In order to learn the concepts of probability and statistics first we need to have some idea on the subjects of combination and permutation. For the case of permutation, the videos on this page (accessed 09/16/15) will digest the concept of permutation and the videos on this page (accessed 09/16/15) do the same for combinations that are not order conscious. Perfect recourse from Khanacademy!
In probability theory, an event is a possible outcome of a trial. probability of the event E is shown as P(E). For example, a trial is throwing a die, and an event is to get a 4. Probability of any event is between 0 (certainly will not occur, such as P(7) when throwing a die) and 1 (certainly will occur, such as P(head or tail) when flipping a coin). Total probabilities of all the possible events is equal to 1. That is, probability if getting any number between 1 to 6 for throwing a die is the probability of getting either one of those numbers, which is a certainty. The complementary probability is the probability of a specific event not happening = p(not E) = 1 - P(E). Sometimes probabilities of events depend on other events that result on conditional probabilities. For example, drawing cards without replacement increases the probability of future events for drawing a specific card. If there is replacement, then the probability of drawing any specific card is independent of the probability of other drawings happened before. If:
P(A) is probability of event A
P(A,B) is probability of events A and B
P(A+B) is probability of event A or B
P(A|B) is the conditional probability of event A given that event B is occurred
Then we have:
P(A+B) = P(A) + P(B) - P(A,B)
If events A and B are independent then P(A|B) = P(A) ==> P(A,B) = P(A)P(B) = P(B)P(A)
If events A and B are dependent then P(A|B) = P(A,B)/P(B) ==> P(A,B) = P(A)P(B|A) = P(B)P(A|B)

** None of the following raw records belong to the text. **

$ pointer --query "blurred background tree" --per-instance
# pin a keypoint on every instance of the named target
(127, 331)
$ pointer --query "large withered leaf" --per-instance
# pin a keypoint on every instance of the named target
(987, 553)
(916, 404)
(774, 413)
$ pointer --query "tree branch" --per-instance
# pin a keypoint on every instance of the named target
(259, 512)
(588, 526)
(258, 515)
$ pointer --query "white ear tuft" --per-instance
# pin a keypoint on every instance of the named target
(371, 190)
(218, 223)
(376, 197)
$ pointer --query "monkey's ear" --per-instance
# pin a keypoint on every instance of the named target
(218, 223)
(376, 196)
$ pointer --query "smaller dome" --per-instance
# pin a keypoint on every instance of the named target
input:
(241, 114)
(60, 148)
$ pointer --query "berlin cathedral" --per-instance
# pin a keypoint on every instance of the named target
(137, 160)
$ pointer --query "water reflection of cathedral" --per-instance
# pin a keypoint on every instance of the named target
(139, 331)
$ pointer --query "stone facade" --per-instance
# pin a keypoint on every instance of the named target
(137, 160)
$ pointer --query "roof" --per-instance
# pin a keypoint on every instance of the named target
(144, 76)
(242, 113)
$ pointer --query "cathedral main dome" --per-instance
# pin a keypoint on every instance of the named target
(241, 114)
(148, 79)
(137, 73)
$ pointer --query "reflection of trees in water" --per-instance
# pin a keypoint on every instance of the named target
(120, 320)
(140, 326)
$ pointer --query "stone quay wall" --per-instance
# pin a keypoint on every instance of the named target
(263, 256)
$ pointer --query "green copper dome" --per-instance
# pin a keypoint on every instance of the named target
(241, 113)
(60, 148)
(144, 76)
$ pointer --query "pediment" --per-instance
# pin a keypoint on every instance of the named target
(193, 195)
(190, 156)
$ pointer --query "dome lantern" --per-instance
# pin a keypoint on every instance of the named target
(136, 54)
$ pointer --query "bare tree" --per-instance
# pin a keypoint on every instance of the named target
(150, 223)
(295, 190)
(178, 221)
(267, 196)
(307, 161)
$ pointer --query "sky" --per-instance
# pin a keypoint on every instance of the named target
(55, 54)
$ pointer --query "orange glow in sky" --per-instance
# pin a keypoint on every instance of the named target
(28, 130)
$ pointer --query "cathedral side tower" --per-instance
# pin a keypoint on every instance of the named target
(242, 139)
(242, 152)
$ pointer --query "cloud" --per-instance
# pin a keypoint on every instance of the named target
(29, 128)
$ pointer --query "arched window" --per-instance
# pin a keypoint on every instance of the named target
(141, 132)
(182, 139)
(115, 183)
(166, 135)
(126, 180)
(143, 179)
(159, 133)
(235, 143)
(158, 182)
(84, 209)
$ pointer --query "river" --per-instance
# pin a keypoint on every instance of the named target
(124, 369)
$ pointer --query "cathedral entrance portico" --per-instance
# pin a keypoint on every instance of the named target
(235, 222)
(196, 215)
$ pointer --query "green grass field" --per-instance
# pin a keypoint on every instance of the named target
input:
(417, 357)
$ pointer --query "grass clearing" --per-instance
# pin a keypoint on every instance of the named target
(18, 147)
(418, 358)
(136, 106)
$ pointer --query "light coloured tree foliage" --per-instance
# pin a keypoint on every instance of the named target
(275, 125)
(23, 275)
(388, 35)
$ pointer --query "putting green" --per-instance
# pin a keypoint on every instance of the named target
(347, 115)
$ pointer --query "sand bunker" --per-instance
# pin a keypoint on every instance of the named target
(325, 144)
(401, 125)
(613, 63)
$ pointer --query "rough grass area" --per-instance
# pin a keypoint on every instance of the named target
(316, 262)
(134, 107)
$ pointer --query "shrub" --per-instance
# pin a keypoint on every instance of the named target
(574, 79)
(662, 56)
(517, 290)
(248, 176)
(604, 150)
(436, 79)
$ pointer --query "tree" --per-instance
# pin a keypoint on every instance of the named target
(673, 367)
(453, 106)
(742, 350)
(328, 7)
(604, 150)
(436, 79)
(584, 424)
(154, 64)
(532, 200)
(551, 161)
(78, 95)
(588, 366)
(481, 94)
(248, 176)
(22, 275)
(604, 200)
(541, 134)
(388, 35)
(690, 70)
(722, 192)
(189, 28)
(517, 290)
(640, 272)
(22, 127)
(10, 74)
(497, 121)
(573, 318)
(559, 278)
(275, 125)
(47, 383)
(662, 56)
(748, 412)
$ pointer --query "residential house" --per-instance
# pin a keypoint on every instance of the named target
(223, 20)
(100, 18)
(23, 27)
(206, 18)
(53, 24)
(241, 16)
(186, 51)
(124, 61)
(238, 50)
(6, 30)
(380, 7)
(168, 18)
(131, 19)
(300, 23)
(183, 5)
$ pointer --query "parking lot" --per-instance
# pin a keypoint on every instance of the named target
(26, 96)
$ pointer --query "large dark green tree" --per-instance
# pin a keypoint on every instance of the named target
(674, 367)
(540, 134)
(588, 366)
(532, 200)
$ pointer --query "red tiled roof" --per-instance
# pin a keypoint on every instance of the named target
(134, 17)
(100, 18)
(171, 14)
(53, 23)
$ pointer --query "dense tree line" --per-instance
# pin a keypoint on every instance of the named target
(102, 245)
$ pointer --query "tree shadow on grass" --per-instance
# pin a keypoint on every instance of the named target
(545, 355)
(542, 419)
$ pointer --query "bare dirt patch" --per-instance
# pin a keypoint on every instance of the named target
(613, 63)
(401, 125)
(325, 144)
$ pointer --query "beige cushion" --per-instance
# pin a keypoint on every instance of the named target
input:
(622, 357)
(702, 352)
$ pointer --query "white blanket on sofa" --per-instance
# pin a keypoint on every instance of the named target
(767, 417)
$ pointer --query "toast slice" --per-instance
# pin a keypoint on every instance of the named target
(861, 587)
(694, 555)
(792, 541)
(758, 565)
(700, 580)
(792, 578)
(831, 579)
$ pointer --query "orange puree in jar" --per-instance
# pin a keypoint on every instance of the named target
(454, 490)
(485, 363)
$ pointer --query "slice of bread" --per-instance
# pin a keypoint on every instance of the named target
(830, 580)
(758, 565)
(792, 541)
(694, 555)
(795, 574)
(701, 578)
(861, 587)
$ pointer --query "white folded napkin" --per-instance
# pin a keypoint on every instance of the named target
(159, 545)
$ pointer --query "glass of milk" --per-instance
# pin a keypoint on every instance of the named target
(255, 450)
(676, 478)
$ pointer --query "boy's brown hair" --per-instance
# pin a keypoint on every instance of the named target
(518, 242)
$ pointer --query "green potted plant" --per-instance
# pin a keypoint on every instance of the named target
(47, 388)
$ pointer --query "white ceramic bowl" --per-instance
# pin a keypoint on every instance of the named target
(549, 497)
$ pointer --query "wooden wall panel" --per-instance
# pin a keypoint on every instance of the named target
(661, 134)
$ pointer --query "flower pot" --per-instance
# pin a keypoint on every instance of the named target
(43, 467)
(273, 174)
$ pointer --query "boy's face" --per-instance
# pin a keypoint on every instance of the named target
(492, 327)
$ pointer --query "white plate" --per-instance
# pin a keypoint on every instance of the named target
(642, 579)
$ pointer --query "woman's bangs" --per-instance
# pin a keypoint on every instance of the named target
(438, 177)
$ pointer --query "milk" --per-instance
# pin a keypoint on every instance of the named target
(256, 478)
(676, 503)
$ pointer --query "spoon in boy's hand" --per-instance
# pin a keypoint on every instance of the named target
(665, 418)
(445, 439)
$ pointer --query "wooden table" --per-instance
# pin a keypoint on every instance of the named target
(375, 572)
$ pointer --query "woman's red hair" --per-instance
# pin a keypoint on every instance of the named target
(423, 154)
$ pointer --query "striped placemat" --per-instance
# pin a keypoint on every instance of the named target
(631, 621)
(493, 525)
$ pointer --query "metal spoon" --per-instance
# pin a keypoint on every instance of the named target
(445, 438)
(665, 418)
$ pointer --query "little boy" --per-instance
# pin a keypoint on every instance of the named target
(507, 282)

A variable (accessed 09/16/15) can be discrete or continuous. Accordingly, events can be discrete or continuous and they are called discrete numerical events. If events can be categories as a continuous way, they form a continuous distribution. When we have a distribution, we will deal with measures of central tendency (mean, median, and mode) that shows where is the middle value or range of the event distribution is. Mode is the most frequently observed value in a distribution. Median divides the distribution into two parts with equal number of observations, which makes it immune to extreme observations. The mean is the arithmetic average of the distribution values, which is influenced by extreme observations. Since, finding a population mean is not feasible, sample mean is used as an unbiased estimation for it. It is unbiased because on the average, it is equal to the population mean. Sometimes, if some observations are more important than the other ones, maybe the weighted mean is used for calculation of mean. Also, sometimes, geometric mean is used when the average of ratios is required. Another term that is used is the root mean square, which is the square root of "the sum of squared values of observations divided by number of observation". Videos on this page (accessed 09/16/15) from Khanacademy, explains everything about measures of central tendency in details.
Time to star reviewing calculus now.
If a distribution is known, confidence intervals C.I. or confidence limits C.L. can be calculated for the true value of a metric (e.g. C.I. of mean). According to the central limit theorem, if we draw n samples from a normal distribution with mean μ, and standard deviation σ, means of these samples will will be normally distributed with mean μ, and variance variance σ2/n. This concept helps in defining the confidence limits (accessed 09/16/15) (one-tail an two-tail). The knowledge of confidence limits also help in hypothesis testing (accessed 09/16/15). Finally, if two variables x and y are sampled from two different standard normal distributions, their sum will be coming from a distribution with mean μx + μy and variance σx2/nx + σy2/ny. While, the difference will come from a distribution with the same variance of σx2/nx + σy2/ny but mean μx - μy.
ust like we have measures of central tendency, there are measures of dispersion (variance, standard deviation, etc.) as well that show how much variation there is in a distribution. An unbiased estimator of the population's standard deviation is the sample standard deviation. Variance is the square of standard deviation. Videos on this page (accessed 09/16/15) from Khanacademy, explains everything about measures of dispersion in details. Super resource! The ration of a measure of dispersion to a measure of central tendency is called a relative dispersion. For example, coefficient of variation, CV (ration of sample standard deviation to sample mean), is a relative dispersion measure.
Next subject is the probability density function, f(x) for a random variable, for which the videos on this page (accessed 09/16/15)are excellent resource for comprehending the concepts. Probability distribution function, F(x) gives the cumulative probability. There are different known distribution functions that are frequently used in different applications. Examples, include binomial, normal (accessed 09/16/15), and t distributions. Binomial is a discrete distribution used for binary outcomes, such as flipping a coin with only two possible outcome events. Normal is a continuous symmetrical distribution, that is also known as bell-shaped curve. t-distribution which is also known as student's t-distribution is used for comparing two variables to see if the difference between the distribution of two variables are statistically significant (t-test). t-distribution is symmetric around 0 and as the sample size increases, it approaches normal distribution.